Eyeplate and Eyewatch Glaucoma Drainage Device Implantation
Once the tube has been implanted, it should be compressed, or closed, to allow higher IOP on postoperative day 1. It can then be titrated to dial down the pressure as needed following the initial postoperative period. Ultimately, the IOP will also be affected by factors such as aqueous humor production and capsule porosity.
POTENTIAL ISSUES
The magnetic principle of the EyeWatch must be kept in mind. The implant is lightweight and susceptible to flipping on the table when in proximity to ferromagnetic surgical instruments. One can use a cotton swab with ointment rather than metal forceps to manipulate the EyeWatch into place. Nonferromagnetic forceps are also being developed to overcome this obstacle.
It is also important to note that the EyeWatch is an MRI-conditional device. Although it is relatively safe for a patient with the implant to undergo an MRI, their IOP must be checked after any head scanning because adjustments may be required.
INITIAL CLINICAL RESULTS
An original study assessed the safety and efficacy of the EyeWatch compared to the Ahmed Glaucoma Valve (New World Medical) in 21 patients over 2 years.1 After 12 months, patients who received the EyeWatch had a mean IOP that was as low or slightly lower than those who received the Ahmed Glaucoma Valve, and the EyeWatch group required fewer medications. In the EyeWatch group, IOP decreased from 27.3 ±7.0 mm Hg on 2.9 ±0.8 glaucoma medications at baseline to 12.1 ±1.8 mm Hg on 0.2 ±0.4 medications at 12 months. Results from regular follow-up visits showed that patients with the EyeWatch maintained slightly lower IOPs over 12 months.

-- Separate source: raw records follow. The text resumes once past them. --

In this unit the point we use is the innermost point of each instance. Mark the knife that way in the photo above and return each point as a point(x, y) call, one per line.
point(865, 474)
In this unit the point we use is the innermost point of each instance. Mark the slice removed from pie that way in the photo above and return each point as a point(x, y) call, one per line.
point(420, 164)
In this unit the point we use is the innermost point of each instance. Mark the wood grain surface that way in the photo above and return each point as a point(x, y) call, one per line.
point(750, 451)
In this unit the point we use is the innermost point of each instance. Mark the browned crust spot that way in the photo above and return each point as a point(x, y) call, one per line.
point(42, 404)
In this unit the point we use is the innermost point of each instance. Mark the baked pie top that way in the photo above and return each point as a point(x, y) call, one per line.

In a 2-year prospective study of 42 patients who received the EyeWatch, mean IOP was 11.5 mm Hg at 24 months.2 A total of 87% of patients maintained an IOP within the target range (5–19 mm Hg), and 51% of patients maintained an IOP within the target range without medication. No patients experienced hypotony, and average endothelial cell loss was 5.5%.

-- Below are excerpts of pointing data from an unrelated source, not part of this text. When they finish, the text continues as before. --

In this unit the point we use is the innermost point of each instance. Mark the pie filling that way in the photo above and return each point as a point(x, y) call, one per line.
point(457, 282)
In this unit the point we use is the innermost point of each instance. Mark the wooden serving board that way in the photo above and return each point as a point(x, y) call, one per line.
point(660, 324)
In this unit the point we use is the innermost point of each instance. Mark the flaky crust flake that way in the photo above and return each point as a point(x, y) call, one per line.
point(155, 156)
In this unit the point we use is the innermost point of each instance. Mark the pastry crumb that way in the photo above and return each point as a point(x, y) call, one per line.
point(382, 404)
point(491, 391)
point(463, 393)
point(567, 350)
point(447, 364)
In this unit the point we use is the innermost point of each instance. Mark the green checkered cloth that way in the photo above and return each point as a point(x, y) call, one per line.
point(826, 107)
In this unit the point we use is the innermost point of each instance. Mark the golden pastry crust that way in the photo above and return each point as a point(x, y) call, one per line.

The 1-year outcomes of the first five cases performed at the University Eye Hospital Bonn in Germany showed that IOP remained low for all patients over 12 months.3 Mean IOP was reduced from 34.6 mm Hg (range, 23–45 mm Hg) preoperatively to 12.2 mm Hg (range, 9–18 mm Hg) postoperatively, representing a mean IOP reduction of 60%. Four of the five patients received multiple pressure adjustments with the EyeWatch pen in the first year after surgery, including one for elevated IOP after an MRI scan.
CONCLUSION
Titratable devices offer advantages for IOP control, but their use entails certain considerations. The current EyeWatch system requires two separate devices to be placed in the eye, and the magnetic component can cause issues, such as pressure changes following an MRI scan. Other comparable tube shunt devices are available, such as the Paul Glaucoma Implant (Advanced Ophthalmic Innovations; CE Mark and FDA approval pending), which features a small tube similar to that of the EyeWatch and, although not titratable, yields relatively reproducible values in my experience. The Calibreye System (Myra Vision; CE Mark and FDA approval pending) could be easier to implant, offering an efficient and reliable option for titration using an argon laser on a slit lamp.
Postoperative hypotony is always a concern with tube shunt surgery, and the EyeWatch certainly offers surgeons an option for noninvasive, titratable IOP control, albeit with some caveats.
1. Roy S, Villamarin A, Stergiopulos C, et al. Comparison between the EyeWatch device and the Ahmed Valve in refractory glaucoma. J Glaucoma. 2020;29(5):401-405.
2. Roy S, Mermoud A. Efficacy and safety of an adjustable glaucoma drainage device (EyeWatch system) for refractory glaucoma: a 2-year prospective study. J Glaucoma. 2024;33(2):132-138.
3. Weber C, Hundertmark S, Holz FG, Mercieca K. Clinical results of the EyeWatch system: 1-year outcomes. Article in German. Ophthalmologie. 2024;121(4):298-307.